Plaintiff thereupon moved for judgment on the pleadings, and the defendant made a cross motion for judgment dismissing the complaint. Plaintiff’s motion was denied and defendant’s cross motion granted; and from the order and judgment entered thereon plaintiff appeals.
*126Plaintiff seeks to recover because of the execution of the extension agreement by the defendant. In effect it asserts that the execution of that agreement by defendant executor constituted the creation of a new obligation by the estate which made inapplicable section 250 of the Real Property Law which the defendant invokes.

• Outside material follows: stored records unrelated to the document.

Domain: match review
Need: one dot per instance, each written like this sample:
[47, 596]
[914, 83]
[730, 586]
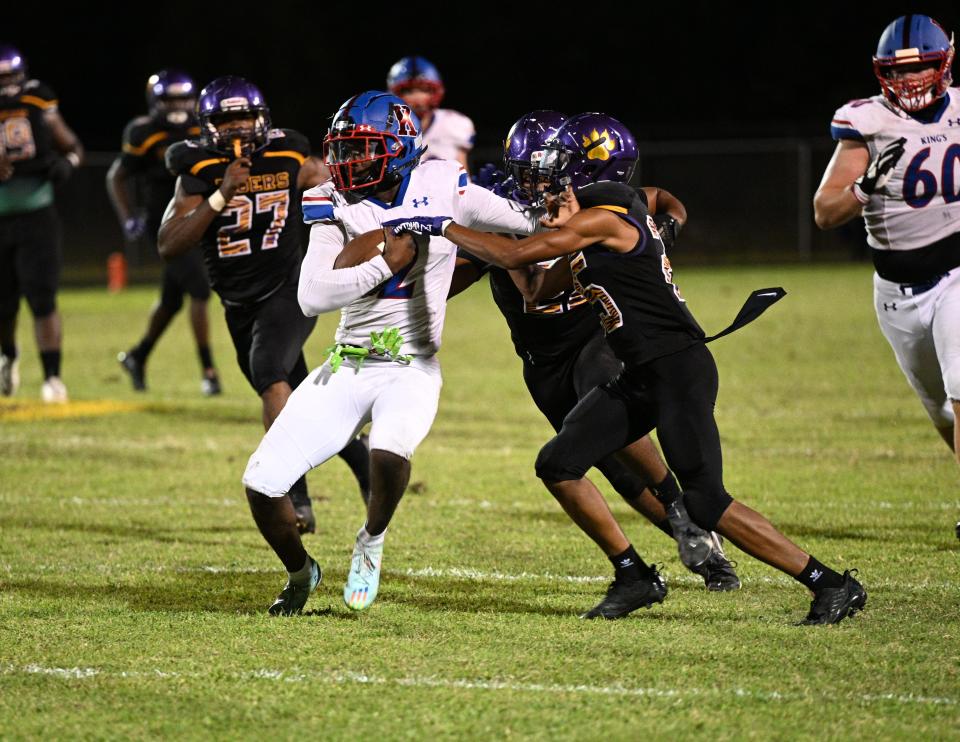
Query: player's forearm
[323, 289]
[501, 251]
[117, 191]
[180, 234]
[835, 206]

When the executor signed the extension agreement it merely continued an existing obligation of the testatrix, who had assumed the payment of the bond. The executor did not create a new obligation or liability. The extension agreement merely reduced an existing interest burden of decedent and extended the due date of an existing obligation of the testatrix.
When the testatrix, aware that she was obligated on the bond, devised this parcel she did so presumably subject to section 250 of the Real Property Law. The terms of the will so reveal. Her other testamentary dispositions necessarily were made on that assumption. Otherwise they might be defeated if section 250 were not enforced. That section provides that when real property is devised subject to a mortgage, recourse must be had to the devisee to satisfy the same wdthout resort to the executor, “ unless there be an express direction in the will of such testator, that such mortgage * * * be otherwise paid.” The wall contains no such express direction. As no new liability was created by the executor, that factor emphasizes the controlling effect of section 250 of the Real Property Law. Hence resort may not be had against this executor in the first instance, and the plaintiff must first proceed against the real property. (Matter of Burrows, 283 N. Y. 540; Matter of Brenner, 171 Misc. 627, 631, affd. 258 App. Div. 717.) The provision in the will authorizing the executor to make a mortgage does not militate against the foregoing view. A new mortgage or obligation was not made by the executor pursuant to any power bestowed upon it.
Matter of Segall (287 N. Y. 52) is not to the contrary. There a second mortgage was involved and recourse to the property was not possible because the prior foreclosure of a first mortgage had exhausted the security. In Matter of Riordan (251 App. Div. 305) the decedent was not obligated on the bond, and the executor created a new liability.
The order and judgment should be affirmed, with ten dollars costs and disbursements.
Close, P. J., Hagabty, Carswell, Johnston and Adel, JJ., concur.
Order and judgment unanimously affirmed, with ten dollars costs and disbursements. [See post, p. 820.]